Silver or gold? This space isn't his specialty. He plays silver or gold through ETFs, American ETF, GOAU-N. He owns Franco-Nevada and Silver Wheaton. He has no preference for either metal.

COMMENT

What are the costs in investing $11,000 in an ETF, including the "spread" and how does it compare to a mutual fund? It depends where you're investing, like at a discount brokerage. All Candian banks have a discount trading arm. About the spread, with an advisor you'll pay a higher commission. Don't put in a market order, but ask what the bid-ask spread is and wait on a bid. This is the lowest-cost way. An ETF will still be cheaper than a mutual fund.

COMMENT

Short-seller Andew Left at Citron: Left is a good presenter. What bothers him is that Left has taken him out of some names (he got stopped out) like Shopify. Now, Left is attacking Nividia. It's bothersome, because there are over 30 analysts also commenting on these stocks. Why does Left get all the attention? Because pessimism carries a lot more weight than optimism. Pessimism sounds smart. Left's track record isn't that great.

COMMENT

Wild volatility these days, so to stay focussed buy companies with good balance sheets and growing dividends--and now you get them on sale. As a general rule, the safest upside has been companies that make the components inside tech devices rather than the big tech companies themselves. FANG remains expensive despite the current pullback. There is a changing pyschology in the markets. Value stocks and telcos were popular post-recesssion. Today, it's growth. Trump is taking big swings, but is playhing Russian roulette with a trade war, which is dangerous. The voter base supporting Trump will now feel the pain of his tariffs and moves. There will be challenges to the Canadian housing market, and we'll definitely see the impact of rising interest rates.

COMMENT

Canadian banks have been wonderful places to invest, but after the recession many banks have cut senior staff and hired younger staff. Do they have enough seasoning? He's concerned. Banks are a good place to hide now, but there are even better opportunies elsewhere.

TOP PICK

Advice to weather current volatility: Trump is being increasingly irrelevant. Eventually, he will take guidance. Don't pay attention to the noise coming from the White House or his Twitter account. The market fundamentals count.

COMMENT

Canadian dollar 6-month outlook: In the past year, the Canadian dollar has been difficult to manage for investors.
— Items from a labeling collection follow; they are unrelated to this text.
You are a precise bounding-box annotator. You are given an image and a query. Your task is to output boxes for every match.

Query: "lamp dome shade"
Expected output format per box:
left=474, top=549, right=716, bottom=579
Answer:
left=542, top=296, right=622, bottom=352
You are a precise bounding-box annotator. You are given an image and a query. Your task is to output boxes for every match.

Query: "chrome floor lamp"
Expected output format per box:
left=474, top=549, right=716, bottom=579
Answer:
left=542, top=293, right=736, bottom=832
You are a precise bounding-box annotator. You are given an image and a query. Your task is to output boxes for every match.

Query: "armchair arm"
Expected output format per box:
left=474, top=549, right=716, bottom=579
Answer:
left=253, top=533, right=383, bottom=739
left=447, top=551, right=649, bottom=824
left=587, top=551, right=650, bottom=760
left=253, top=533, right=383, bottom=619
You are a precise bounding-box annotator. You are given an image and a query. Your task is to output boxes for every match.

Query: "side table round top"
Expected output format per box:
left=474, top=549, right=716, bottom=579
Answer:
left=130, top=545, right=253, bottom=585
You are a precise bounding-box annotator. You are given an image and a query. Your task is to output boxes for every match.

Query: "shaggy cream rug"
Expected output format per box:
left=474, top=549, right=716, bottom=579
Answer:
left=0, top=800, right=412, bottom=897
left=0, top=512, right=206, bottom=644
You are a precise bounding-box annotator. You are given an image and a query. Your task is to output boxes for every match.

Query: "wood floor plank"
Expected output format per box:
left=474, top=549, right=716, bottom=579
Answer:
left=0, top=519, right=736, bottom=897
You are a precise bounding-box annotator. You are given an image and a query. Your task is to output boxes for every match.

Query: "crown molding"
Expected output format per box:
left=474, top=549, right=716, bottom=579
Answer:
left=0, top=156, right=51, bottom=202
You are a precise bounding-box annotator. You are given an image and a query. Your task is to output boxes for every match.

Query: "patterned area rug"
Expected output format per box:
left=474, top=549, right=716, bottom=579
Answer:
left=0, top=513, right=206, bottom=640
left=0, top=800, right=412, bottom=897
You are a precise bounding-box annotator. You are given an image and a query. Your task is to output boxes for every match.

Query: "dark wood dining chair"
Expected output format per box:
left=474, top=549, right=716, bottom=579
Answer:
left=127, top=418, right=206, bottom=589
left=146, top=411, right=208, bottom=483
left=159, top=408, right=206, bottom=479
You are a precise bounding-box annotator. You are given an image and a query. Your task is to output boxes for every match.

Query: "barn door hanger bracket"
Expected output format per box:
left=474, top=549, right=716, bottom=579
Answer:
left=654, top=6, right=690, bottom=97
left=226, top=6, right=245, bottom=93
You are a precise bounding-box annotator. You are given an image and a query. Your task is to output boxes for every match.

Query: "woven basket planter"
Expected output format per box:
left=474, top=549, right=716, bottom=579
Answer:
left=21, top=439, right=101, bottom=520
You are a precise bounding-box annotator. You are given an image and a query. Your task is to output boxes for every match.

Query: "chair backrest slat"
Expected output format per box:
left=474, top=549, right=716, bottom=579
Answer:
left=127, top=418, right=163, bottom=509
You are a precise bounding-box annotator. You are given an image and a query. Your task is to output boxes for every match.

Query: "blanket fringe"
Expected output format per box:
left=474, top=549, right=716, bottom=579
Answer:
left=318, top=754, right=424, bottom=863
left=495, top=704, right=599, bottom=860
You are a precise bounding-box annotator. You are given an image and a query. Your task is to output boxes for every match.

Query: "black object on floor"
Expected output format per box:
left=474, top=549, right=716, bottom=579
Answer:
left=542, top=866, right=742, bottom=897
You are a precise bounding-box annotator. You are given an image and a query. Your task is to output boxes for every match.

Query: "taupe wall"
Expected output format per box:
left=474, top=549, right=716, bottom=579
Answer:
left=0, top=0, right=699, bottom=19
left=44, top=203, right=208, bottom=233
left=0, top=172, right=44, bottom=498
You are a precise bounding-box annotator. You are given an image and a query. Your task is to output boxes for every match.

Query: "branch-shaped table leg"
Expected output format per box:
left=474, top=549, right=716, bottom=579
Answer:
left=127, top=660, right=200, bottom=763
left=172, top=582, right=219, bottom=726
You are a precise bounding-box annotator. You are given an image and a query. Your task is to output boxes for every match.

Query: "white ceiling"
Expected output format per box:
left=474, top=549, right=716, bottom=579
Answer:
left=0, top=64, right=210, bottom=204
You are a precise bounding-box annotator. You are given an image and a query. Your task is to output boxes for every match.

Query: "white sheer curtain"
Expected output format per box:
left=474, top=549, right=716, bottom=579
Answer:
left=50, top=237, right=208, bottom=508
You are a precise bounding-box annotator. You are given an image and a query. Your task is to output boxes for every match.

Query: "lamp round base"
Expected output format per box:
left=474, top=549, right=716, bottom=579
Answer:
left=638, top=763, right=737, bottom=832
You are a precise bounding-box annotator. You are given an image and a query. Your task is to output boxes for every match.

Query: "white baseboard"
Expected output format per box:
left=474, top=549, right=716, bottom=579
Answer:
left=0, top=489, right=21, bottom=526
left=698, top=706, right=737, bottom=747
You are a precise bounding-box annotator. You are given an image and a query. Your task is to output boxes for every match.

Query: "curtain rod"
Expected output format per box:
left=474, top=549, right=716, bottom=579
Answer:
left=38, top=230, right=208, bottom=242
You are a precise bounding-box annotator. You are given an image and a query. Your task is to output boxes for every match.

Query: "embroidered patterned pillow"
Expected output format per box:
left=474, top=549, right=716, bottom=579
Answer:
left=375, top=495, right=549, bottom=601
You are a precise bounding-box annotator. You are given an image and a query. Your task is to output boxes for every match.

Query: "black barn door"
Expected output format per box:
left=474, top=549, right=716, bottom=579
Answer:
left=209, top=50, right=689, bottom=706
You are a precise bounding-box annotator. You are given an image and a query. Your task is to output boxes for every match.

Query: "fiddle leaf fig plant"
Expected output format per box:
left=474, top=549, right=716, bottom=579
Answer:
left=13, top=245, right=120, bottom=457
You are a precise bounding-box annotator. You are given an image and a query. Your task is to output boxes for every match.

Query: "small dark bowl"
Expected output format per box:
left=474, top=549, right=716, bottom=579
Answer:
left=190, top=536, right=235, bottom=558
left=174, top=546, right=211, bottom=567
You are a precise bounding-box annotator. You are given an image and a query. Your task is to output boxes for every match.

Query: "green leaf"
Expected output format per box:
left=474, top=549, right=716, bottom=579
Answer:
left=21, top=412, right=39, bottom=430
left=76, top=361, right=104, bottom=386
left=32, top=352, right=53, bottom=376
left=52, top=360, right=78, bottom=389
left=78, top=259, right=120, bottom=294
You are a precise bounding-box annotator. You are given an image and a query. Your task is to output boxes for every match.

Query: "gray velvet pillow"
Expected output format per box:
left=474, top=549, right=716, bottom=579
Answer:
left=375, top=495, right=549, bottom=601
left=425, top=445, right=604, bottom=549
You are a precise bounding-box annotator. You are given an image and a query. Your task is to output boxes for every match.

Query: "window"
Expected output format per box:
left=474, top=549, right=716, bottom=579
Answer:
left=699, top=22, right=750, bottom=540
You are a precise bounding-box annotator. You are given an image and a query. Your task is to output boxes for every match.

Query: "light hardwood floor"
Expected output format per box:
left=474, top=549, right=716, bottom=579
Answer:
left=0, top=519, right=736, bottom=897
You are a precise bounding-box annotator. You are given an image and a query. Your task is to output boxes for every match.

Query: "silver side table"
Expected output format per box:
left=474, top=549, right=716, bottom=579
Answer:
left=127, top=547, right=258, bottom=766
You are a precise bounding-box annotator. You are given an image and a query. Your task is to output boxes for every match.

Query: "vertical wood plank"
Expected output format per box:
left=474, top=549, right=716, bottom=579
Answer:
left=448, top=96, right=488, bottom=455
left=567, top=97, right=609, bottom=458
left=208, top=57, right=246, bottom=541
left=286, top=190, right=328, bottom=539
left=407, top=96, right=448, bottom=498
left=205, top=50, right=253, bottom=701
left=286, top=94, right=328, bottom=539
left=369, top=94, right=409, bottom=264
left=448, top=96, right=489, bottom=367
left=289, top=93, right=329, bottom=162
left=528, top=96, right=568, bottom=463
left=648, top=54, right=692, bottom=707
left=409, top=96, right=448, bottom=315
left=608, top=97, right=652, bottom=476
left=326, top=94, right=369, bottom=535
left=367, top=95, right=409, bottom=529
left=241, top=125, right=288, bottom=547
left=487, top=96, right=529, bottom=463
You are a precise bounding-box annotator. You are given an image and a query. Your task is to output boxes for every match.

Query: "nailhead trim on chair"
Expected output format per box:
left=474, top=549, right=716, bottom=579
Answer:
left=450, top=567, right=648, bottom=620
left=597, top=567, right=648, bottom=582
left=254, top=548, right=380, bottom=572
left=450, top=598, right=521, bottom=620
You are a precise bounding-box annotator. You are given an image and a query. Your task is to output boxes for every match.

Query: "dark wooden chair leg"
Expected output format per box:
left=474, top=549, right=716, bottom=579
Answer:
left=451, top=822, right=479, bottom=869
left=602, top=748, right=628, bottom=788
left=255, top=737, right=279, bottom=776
We'll likely see an interest rate rise here. The U.S. dollar should weaken as ours rises against other currencies like the Euro. If you're going on vacation, wait till the rate rise is done.

COMMENT

The market is in a quiet period ahead of earnings, when companies are blacked out from buying their own stock. Volatility has also risen earlier than normal this year. Investors have become lulled into a false sense of security and we should think of the recent volatility increase as normal. He thinks time will allow corporate fundaments of sales, earnings and cash flow to catch up with recent market peaks, so the recent market retracement is healthy. He has been reducing beta in his portfolio, which has created an opportunity to purchase good dividend yielding stocks recently.